Bechtoldsweiler Gefahrlos hinab nach Stein

Die Scheren zur offiziellen Eröffnung des Radweges führten (von links) Steins Ortsvorsteher Klaus Schetter, Bürgermeister Philipp Hahn, Bechtoldsweilers Ortsvorsteher Günther Konstanzer und Jürgen Haas, Leiter des städtischen Sachgebiets Tiefbau.
Die Scheren zur offiziellen Eröffnung des Radweges führten (von links) Steins Ortsvorsteher Klaus Schetter, Bürgermeister Philipp Hahn, Bechtoldsweilers Ortsvorsteher Günther Konstanzer und Jürgen Haas, Leiter des städtischen Sachgebiets Tiefbau. © Foto: Hardy Kromer
Bechtoldsweiler / Von Hardy Kromer 12.10.2018
Die Radweg-Abschnitte von Hechingen nach Bechtoldsweiler und von Bechtoldsweiler nach Stein sind eröffnet.

Bechtoldsweilers Ortsvorsteher Günther Konstanzer zitierte am Freitagnachmittag aus dem Brief einer Hechinger SPD-Stadträtin. Immer, so schrieb sie, wenn sie mit dem Rad von Bechtoldsweiler hinab nach Stein gefahren sei, habe sie Angst gehabt, die Römer nicht heil zu erreichen. Diese Furcht ist nun passé.

Aus der Schotterpiste, die an den steilsten Stellen mit einem normalen Fahrrad fast nicht zu bewältigen war, wie Steins Ortsvorsteher Klaus Schetter erinnerte, ist ein feines Asphaltsträßchen geworden. 2,50 Meter breit und 700 Meter lang verbindet der frisch geteerte Radweg die beiden Dörfer vom Friedhof Bechtoldsweiler bis zum Sportplatz von Stein.

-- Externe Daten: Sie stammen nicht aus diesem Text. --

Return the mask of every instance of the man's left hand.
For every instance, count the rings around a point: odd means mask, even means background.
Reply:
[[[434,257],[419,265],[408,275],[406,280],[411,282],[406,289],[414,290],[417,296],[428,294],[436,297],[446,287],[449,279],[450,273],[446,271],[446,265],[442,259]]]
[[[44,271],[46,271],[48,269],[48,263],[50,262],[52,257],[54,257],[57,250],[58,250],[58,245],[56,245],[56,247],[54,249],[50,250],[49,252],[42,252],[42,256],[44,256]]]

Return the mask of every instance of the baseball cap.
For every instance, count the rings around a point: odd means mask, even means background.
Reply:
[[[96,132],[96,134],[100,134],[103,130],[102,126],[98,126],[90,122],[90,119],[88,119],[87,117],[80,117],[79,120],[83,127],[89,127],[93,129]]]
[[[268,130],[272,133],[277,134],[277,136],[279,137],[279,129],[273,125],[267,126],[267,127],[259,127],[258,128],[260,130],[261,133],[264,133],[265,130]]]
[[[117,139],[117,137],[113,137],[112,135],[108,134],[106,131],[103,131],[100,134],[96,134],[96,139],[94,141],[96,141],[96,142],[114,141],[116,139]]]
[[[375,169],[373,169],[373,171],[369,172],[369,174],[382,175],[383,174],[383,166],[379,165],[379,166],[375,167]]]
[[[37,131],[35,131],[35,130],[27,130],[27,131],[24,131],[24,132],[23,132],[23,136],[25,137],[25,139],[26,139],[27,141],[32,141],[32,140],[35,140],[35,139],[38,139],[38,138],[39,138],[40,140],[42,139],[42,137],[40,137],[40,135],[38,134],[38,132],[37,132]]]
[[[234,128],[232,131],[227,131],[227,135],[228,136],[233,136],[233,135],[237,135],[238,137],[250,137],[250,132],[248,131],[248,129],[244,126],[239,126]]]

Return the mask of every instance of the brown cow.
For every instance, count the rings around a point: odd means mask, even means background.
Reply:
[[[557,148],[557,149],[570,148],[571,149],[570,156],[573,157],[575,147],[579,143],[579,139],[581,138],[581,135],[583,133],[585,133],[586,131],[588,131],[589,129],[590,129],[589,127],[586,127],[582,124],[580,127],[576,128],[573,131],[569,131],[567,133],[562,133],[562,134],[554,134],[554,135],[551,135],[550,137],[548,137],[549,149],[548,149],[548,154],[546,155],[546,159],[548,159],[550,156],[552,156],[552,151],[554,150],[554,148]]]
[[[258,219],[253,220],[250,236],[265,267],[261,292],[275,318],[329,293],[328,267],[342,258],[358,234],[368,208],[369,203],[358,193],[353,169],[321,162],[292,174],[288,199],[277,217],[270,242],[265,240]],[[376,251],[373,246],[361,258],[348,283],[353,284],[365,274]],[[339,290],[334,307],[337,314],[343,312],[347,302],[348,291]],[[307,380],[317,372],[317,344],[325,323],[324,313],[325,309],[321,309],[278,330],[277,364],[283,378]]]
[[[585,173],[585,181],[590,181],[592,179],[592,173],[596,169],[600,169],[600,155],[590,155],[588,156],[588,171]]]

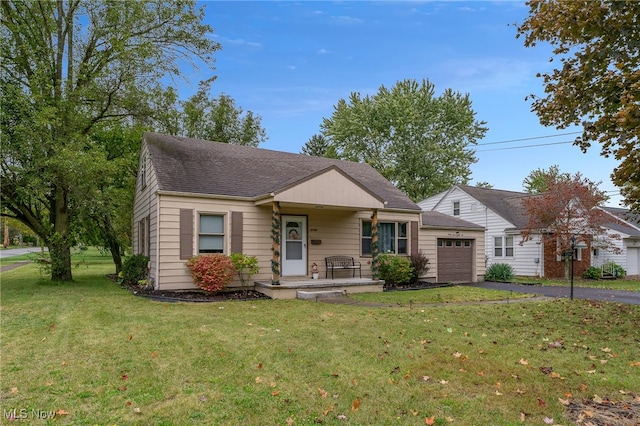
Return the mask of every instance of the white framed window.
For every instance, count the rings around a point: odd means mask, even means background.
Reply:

Dieser frisch fertig gestellte Abschnitt wurde mit einer kleinen Feierstunde am Ortsrand von Bechtoldsweiler ebenso seiner Bestimmung übergeben wie der Radweg, der Bechtoldsweiler mit Hechingen verbindet. 600 Meter sind es vom besonders zukunftsträchtigen Hechinger Stadtteil bis zum Retentionsbecken hinter dem Gewerbegebiet „Lotzen­äcker“. Rund 120 000 Euro hat sich die Stadt Hechingen diese Lückenschlüsse im Radwegenetz kosten lassen, wie Jürgen Haas, der Leiter der städtischen Sachgebiets Tiefbau ausführte. Wenn alles abgerechnet ist, werde es ziemlich sicher etwas billiger. Geplant wurden die Wege vom Balinger Ingenieurbüro Mauthe, gebaut von der Balinger Firma Stumpp. Die Bauleitung hatten die städtischen Tiefbauer. „Ich bin sehr froh, dass alles reibungslos abgelaufen ist“, sagte Haas.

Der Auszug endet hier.